On 4/4/11, Eric Blake <address@hidden> wrote:
> On 04/04/2011 11:23 AM, Bjartur Thorlacius wrote:
>> You should probably not be using $0, as it doesn't contain a pathname.
>>
>> Nonetheless, I believe there's truly a bug.
>> Retyped from the manual for dirname 8.5:
>> SYNOPSIS
>>    dirname NAME
>>    dirname OPTION
>> While simple, this doesn't describe the GNU implementation, which is more
>> like:
>>    dirname -- NAME
>>    dirname OPTION
>> where OPTION begins with a hyphen or two.

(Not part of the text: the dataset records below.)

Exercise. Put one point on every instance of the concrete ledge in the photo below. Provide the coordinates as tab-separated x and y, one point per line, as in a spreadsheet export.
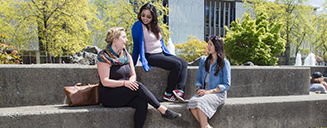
42	84
251	112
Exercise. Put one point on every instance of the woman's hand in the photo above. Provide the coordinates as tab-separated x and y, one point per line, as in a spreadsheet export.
131	85
202	92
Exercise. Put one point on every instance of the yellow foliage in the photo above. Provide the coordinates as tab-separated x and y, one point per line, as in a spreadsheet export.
192	49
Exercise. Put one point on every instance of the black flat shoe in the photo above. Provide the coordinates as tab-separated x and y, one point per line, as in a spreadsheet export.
171	114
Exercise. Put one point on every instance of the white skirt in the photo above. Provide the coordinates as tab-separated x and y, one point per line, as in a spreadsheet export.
207	103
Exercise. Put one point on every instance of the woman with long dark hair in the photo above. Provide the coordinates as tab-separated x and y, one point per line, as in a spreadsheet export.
212	82
150	49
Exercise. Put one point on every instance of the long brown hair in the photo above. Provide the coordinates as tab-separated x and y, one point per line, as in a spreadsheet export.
219	48
154	27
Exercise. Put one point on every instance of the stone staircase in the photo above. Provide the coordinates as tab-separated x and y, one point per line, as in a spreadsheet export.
259	97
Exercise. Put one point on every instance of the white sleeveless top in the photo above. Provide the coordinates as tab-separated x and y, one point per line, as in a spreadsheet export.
151	43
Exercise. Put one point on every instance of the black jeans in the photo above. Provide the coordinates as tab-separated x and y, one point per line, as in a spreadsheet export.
177	67
124	97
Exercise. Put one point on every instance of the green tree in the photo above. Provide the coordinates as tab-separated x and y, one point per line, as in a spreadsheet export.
320	43
123	13
192	49
297	19
254	40
8	58
61	26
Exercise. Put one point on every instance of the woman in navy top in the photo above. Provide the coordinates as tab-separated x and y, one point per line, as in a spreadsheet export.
150	49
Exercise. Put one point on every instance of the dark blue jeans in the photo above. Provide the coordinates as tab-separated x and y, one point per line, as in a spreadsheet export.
177	67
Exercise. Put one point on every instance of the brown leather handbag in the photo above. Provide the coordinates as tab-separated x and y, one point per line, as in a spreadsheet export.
80	94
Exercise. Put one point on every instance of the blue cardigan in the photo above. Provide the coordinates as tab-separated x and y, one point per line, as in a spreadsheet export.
138	46
222	80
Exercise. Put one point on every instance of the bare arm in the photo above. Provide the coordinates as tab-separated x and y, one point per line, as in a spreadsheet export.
131	64
104	73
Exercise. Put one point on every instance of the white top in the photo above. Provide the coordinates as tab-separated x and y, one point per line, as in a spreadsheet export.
152	44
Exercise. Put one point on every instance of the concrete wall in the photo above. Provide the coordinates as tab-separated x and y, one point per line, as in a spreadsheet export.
22	85
306	111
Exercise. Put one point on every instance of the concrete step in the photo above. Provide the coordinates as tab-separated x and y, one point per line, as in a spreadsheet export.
249	112
42	84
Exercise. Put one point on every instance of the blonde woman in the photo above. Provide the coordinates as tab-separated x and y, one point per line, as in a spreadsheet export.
118	86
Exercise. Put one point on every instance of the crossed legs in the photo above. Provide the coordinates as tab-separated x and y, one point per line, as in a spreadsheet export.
200	117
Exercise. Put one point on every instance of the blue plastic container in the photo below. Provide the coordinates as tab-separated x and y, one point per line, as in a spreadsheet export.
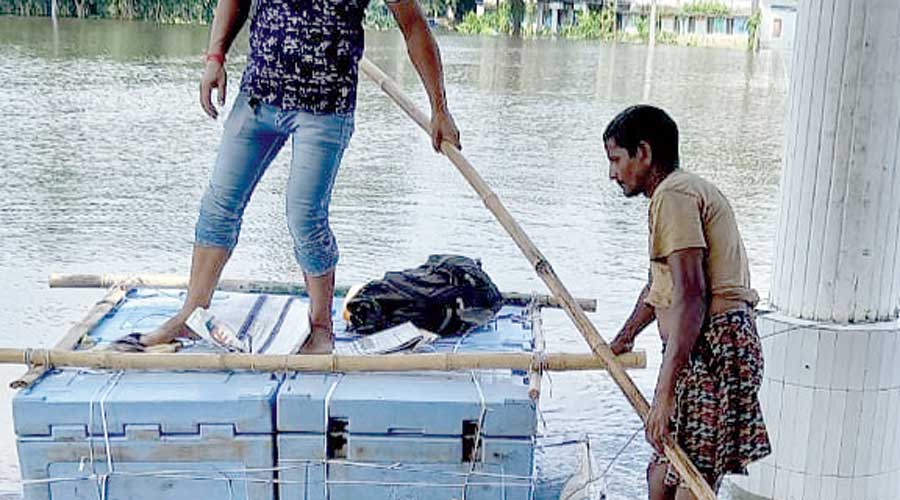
236	435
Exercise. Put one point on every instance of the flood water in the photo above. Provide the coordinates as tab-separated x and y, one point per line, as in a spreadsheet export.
104	153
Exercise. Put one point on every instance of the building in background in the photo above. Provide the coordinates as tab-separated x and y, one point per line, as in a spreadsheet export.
777	24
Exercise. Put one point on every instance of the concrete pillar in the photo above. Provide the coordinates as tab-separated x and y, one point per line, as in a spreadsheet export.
831	392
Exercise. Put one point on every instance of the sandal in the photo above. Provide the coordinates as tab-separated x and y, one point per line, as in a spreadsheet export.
305	347
128	343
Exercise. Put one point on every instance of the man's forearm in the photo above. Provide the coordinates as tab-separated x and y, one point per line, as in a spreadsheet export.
228	20
642	315
689	314
426	57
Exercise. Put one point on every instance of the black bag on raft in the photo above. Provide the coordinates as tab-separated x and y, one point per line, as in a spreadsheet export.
448	295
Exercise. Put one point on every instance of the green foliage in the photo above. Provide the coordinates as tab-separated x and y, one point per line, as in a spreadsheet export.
753	29
162	11
643	26
594	25
707	8
493	22
378	17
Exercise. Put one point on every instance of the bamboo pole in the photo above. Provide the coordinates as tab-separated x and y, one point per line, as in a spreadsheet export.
260	286
41	358
543	268
73	337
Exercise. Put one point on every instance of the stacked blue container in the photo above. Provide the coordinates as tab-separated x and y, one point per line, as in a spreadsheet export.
236	435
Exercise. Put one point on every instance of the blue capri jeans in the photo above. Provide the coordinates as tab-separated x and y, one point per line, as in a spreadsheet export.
254	133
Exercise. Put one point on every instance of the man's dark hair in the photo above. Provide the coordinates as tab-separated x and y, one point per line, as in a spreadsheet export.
649	124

>> The '97 SUS 2 spec has the most simple synopsis:
>>    dirname string
>
> Coreutils complies with SUSv2, as well as SUSv3 (POSIX 2001) and SUSv4
> (POSIX 2008).  Remember, POSIX states that _any_ standardized app _may_,
> but not _must_, accept options unless explicitly documented otherwise
> (as is the case for 'echo'); and therefore, all compliant apps not
> documented otherwise _must_ accept -- for end-of-options, and all
> compliant clients _must_ supply -- if they expect that the first
> argument might begin with a -.  All of this without having to explicitly
> document -- on every utility, because it was documented globally instead.
>
>>
>> GNU dirname 8.5 (and some earlier versions) and FreeBSD dirname as
>> shipped with an  OS X 10.4 fail to filter strings starting with an
>> ASCII hyphen-minus, followed by one or more characters.
>
> Please give a demonstration of an actual situation to back up your
> assertion of a bug; until you do that, I have to assume that your test
> is flawed and that GNU coreutils is standard-compliant.
>
>> FreeBSD
>> dirname conformingly fails with exit code 1 (presumably EXIT_FAILURE)

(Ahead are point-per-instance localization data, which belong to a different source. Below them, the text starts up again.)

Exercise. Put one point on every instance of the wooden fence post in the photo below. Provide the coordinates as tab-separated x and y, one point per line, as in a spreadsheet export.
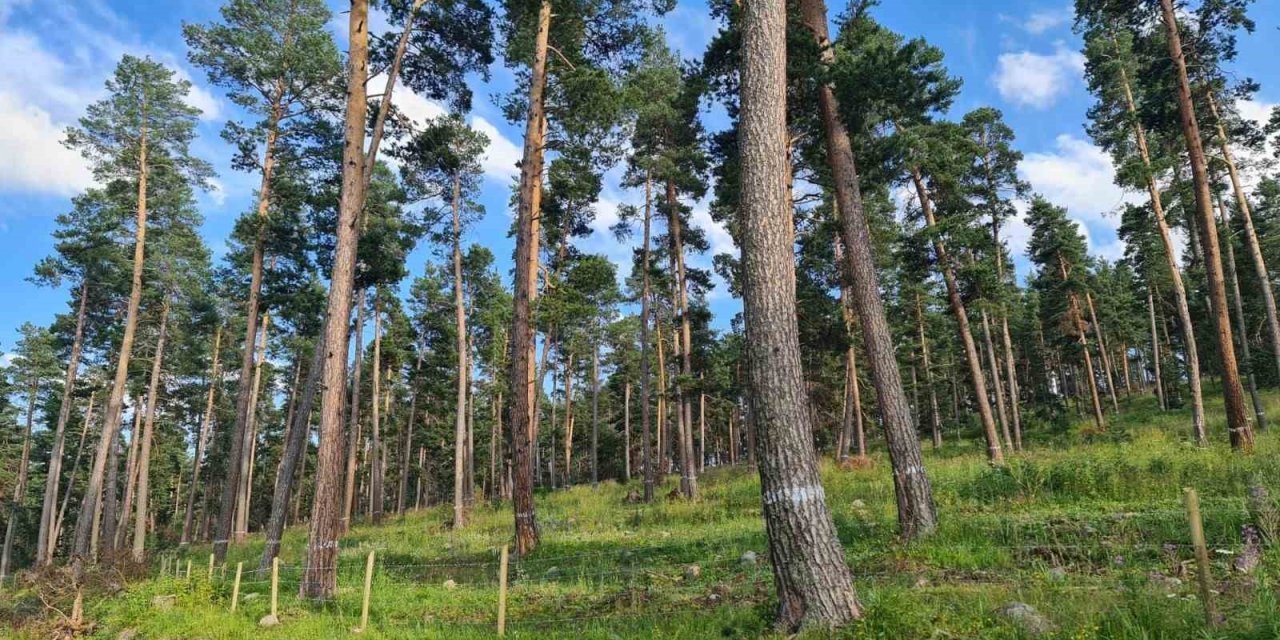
275	586
502	594
236	586
369	585
1202	570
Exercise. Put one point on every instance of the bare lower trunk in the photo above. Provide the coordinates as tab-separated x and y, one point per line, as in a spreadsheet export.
45	542
202	438
293	456
979	388
320	576
140	522
525	291
1237	417
353	423
87	519
813	583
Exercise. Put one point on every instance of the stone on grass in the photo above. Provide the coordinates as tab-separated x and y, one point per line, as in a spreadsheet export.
1027	618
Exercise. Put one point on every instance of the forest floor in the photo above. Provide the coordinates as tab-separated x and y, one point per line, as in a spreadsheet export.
1088	530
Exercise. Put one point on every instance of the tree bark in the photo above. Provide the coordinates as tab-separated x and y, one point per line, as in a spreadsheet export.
140	522
293	456
353	421
1237	419
1260	415
54	471
1251	241
202	437
526	273
85	522
813	583
979	387
1175	275
320	577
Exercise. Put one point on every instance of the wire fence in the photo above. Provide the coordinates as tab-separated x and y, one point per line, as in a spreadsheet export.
1088	553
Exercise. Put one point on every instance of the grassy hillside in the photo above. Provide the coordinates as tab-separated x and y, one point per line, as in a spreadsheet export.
1088	530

>> in all cases except if argv[1] is "--", in which case both GNU and
>> FreeBSD dirname ignore it, and use argv[2] instead. As does GNU
>> dirname 8.5, except for the strings "--version" and "--help", in which
>> case it writes non-conforming user messages to stdout and exits
>> successfully.
>
> The options --version and --help are _explicitly_ standards-conforming
> extensions.  The standard requires that any
But then again, are these extensions needed, or even desired?

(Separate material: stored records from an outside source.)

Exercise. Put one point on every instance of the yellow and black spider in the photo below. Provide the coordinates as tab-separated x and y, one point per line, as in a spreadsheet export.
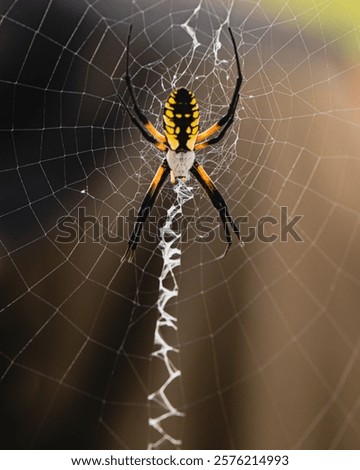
181	139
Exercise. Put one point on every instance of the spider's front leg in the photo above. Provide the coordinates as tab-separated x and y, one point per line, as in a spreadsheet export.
148	202
218	202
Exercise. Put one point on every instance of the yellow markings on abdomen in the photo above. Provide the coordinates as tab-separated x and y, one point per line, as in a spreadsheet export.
181	120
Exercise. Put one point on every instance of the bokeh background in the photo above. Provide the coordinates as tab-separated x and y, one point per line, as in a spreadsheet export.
268	336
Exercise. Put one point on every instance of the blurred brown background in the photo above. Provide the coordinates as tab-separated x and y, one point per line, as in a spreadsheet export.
268	336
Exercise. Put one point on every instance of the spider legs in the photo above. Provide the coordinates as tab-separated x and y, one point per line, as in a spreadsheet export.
148	202
218	202
225	122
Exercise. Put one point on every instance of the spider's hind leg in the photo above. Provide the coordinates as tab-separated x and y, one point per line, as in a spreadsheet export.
148	202
218	202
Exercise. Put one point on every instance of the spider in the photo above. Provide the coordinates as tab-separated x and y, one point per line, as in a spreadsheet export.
182	138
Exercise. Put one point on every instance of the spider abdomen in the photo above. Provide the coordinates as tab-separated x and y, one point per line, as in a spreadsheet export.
181	120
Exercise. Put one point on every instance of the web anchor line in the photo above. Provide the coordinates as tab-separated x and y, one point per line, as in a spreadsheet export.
171	253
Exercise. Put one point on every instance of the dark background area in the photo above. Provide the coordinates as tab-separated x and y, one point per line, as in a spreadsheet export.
268	336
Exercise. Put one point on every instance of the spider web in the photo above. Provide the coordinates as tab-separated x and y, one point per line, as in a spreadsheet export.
267	337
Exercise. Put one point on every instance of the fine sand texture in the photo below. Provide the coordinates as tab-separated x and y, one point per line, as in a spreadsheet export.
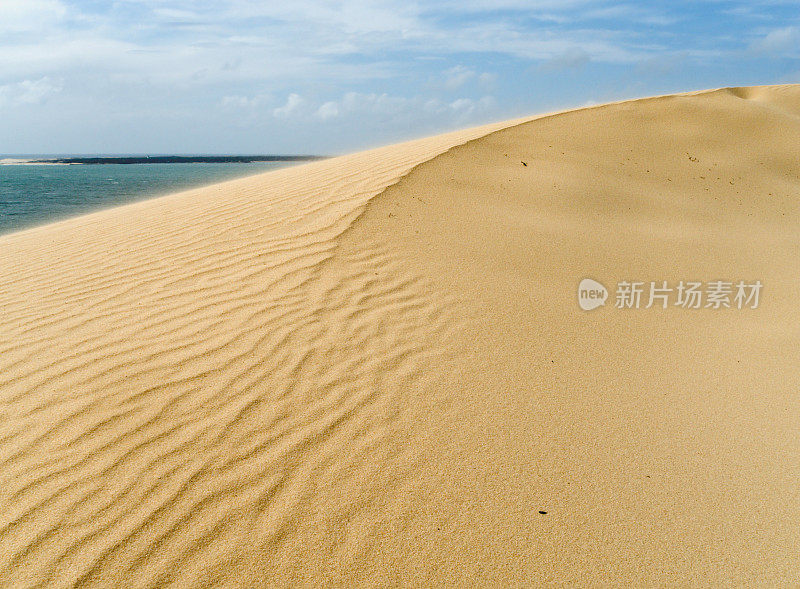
373	370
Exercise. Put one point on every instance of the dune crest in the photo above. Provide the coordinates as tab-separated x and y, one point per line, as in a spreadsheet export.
372	370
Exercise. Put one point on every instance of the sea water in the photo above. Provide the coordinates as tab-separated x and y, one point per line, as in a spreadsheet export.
33	195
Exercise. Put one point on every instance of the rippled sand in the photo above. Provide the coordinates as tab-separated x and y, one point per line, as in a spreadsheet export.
372	370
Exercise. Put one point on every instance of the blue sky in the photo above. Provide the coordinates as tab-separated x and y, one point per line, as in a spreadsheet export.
316	76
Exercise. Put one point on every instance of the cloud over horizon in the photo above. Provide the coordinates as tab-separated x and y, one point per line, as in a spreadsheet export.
288	67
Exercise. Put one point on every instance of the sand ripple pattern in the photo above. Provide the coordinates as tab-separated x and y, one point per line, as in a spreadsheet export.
184	380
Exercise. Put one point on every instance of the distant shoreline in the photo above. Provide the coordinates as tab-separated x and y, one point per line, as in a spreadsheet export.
168	159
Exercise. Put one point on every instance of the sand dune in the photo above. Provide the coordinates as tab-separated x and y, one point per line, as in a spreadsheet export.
372	370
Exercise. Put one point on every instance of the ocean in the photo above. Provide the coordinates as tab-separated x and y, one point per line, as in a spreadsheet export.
32	194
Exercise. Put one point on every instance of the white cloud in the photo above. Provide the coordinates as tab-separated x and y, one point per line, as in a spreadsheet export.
28	92
780	41
570	58
294	104
374	106
328	111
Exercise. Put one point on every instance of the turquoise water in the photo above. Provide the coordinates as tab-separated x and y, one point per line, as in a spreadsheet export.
32	195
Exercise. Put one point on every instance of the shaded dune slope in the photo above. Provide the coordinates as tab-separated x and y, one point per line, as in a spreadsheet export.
373	370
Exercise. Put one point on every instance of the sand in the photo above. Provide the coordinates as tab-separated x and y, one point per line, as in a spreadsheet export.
372	370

Implementing only the standard synopsis would be much simpler.
Ideally, dirname shouldn't even check if it's arguments start with a
hyphen or not (save for checking caller for standards compliance).

> application (unless
> explicitly documented otherwise, as in the case of 'echo') may support
> extensions to the option parsing syntax, and since the standard requires
> that standardized options _only_ come from the set a-zA-VX-Z0-9 (-W is
> reserved for the implementation), then the use of --xyz is an
> appropriate implementation-specific extension to select the '-' short
> option (which in the GNU world is in reality turning on long-option
> parsing).
>
It's quite confusing, however, to silently interpret argv[1] as an
option and write output not conforming to the format specified in
STDOUT.

> _ANY_ implementation of dirname that rejects 'dirname -- a' as invalid
> is not standards-compliant, and the bug should be raised against that
> version of dirname.
>
>> tl;dr dirname -bash should output a single dot followed by a newline.
>
> Wrong conclusion.  That invocation is in violation of the standards, so
> it has unspecified behavior.  It _might_ output '.' if "-bash" were
> treated as a filename, but the standards _also_ state that it is valid
> to be treated as the "-b" option (since the standard explicitly permits
> dirname to have extensions of options, even if no options are
> standardized); which is exactly how GNU coreutils behaves.  The _only_
> standardized way to take the dirname of "-bash" is to use "--":
>
> dirname -- -bash
>
I see now that portable application programs should *always* invoke
dirname with argv[1] set to "--".

Anyone up for filing a bug against busybox?